Lors de sa dernière allocution avant ses vacances estivales, le Premier ministre Manuel Valls avait averti que la rentrée risquerait d’être difficile. En cause, une situation économique qui se dégrade, mais surtout, un risque de plus en plus prononcé de déflation sur l’économie française [1]. Cette déclaration faisait suite à une interview de François Hollande dans le journal Le Monde pointant les mêmes risques déflationnistes et implorant l’Allemagne et la Banque centrale européenne (BCE) de faire preuve de plus de souplesse.
L’exécutif tient à préparer les esprits, et la stratégie de communication semble toute choisie : haro sur la déflation ! S’ensuit dans les médias une ribambelle d’ « experts » qui emboitent le pas : la déflation serait dévastatrice pour l’économie française, elle l’entraînerait inexorablement dans un cercle vicieux générant, entre autres, un effondrement de la consommation et donc de la croissance ainsi qu’une explosion des déficits publics [2]. En apparence toutes les raisons d’en avoir peur et de l’éviter à tout prix comme la peste. Cependant, comme souvent en économie, les choses sont moins binaires que ce qu’on veut nous faire croire. Si la déflation est une menace, cela tient surtout à la façon dont notre monnaie est régie par le cartel bancaire français et au poids que celui-ci occupe dans notre économie. Tentative d’explication.
La déflation est une appréciation en valeur de la monnaie, résultant d’une diminution de la masse monétaire dans l’économie. La masse monétaire correspond à l’ensemble des pièces, billets et dépôts en banque disponibles pour commercer entre les particuliers, les entreprises et l’État. Si cette masse monétaire diminue, les prix de chaque bien et service produit par notre économie, à quantités égales, baissent, afin d’être en adéquation avec le nouveau volume de monnaie. La déflation c’est donc l’exact opposé de l’inflation.
À première vue la déflation semble être une bonne chose. Pour les épargnants c’est une récompense à leur vertu. Les consommateurs, eux, voient les prix baisser, ce qui augmente leur pouvoir d’achat.
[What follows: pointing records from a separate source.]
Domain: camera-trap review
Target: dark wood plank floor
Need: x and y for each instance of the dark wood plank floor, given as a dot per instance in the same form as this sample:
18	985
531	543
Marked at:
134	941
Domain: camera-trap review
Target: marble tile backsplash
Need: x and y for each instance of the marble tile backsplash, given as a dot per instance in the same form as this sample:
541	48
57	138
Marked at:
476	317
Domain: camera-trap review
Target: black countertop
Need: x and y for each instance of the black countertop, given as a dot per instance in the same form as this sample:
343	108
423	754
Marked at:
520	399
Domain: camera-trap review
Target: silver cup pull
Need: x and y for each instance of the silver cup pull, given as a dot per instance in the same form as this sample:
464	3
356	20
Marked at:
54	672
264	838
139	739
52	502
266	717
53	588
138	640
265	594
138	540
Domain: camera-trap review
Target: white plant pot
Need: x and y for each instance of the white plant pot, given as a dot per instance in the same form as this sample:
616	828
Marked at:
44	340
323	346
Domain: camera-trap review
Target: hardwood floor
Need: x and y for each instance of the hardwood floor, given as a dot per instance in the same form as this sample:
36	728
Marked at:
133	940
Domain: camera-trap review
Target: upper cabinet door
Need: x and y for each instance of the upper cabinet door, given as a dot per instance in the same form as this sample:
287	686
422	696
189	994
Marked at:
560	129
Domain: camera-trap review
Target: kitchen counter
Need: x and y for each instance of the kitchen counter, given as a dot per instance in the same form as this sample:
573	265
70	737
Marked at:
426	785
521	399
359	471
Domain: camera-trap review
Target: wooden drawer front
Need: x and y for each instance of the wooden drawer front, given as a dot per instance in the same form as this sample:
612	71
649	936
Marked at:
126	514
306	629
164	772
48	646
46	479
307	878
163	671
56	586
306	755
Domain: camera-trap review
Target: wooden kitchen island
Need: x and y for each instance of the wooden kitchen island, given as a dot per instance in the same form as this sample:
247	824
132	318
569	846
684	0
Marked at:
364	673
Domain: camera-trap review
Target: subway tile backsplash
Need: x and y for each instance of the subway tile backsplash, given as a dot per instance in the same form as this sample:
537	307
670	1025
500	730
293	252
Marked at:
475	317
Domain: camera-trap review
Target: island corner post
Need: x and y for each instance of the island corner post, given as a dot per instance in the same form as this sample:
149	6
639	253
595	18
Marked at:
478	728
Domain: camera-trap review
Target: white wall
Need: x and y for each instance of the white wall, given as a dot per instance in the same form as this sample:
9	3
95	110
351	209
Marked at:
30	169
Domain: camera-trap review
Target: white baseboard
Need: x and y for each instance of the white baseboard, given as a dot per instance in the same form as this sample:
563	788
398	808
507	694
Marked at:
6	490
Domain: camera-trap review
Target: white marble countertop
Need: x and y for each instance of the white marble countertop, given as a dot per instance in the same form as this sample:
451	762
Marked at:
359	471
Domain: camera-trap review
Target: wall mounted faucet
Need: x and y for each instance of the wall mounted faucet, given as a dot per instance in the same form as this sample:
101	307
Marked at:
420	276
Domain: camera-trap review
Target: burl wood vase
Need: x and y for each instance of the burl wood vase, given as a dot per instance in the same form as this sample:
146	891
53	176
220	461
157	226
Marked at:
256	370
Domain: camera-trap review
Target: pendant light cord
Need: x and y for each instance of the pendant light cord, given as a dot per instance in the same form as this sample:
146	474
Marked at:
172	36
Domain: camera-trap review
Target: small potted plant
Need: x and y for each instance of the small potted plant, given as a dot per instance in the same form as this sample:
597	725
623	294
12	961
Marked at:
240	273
L’argument trop souvent avancé consistant à prévoir un effondrement de la consommation consécutif au report des achats de la part des consommateurs ne tient pas. En effet les consommateurs ne vont pas s’arrêter de consommer des biens qui répondent à leur besoin primaire : manger, boire, se loger et se chauffer. Et en ce qui concerne les autres produits de consommation moins essentielles, telles que l’électroménager, la haute technologie ou l’informatique par exemple, les prix chutent depuis de nombreuses années sous l’effet conjugué des délocalisations et du progrès technique, sans que cela engendre une chute des ventes, bien au contraire.
Cependant, il existe bien une catégorie pour laquelle la déflation est dévastatrice : ce sont les débiteurs. En effet, tout ceux qui ont souscrit un crédit voient le poids de leur intérêt devenir proportionnellement plus important par rapport à leur revenu réel. Cela concerne les particuliers, les entreprises et surtout l’État, bref tout le monde.
Dans nos économies « modernes », le nombre de débiteurs et le montant des dettes contractées, qu’elles soient publiques ou privées, atteignent des proportions considérables [3]. Ainsi une déflation trop prononcée engendrera de ce fait un fort ralentissement de l’économie. Les acteurs économiques se retrouvant étouffés par le poids de leur dette, les poussant soit à la faillite, soit à demander un rééchelonnement de leur dette. La menace déflationniste est caractéristique d’une économie qui avantage les débiteurs au détriment des créditeurs.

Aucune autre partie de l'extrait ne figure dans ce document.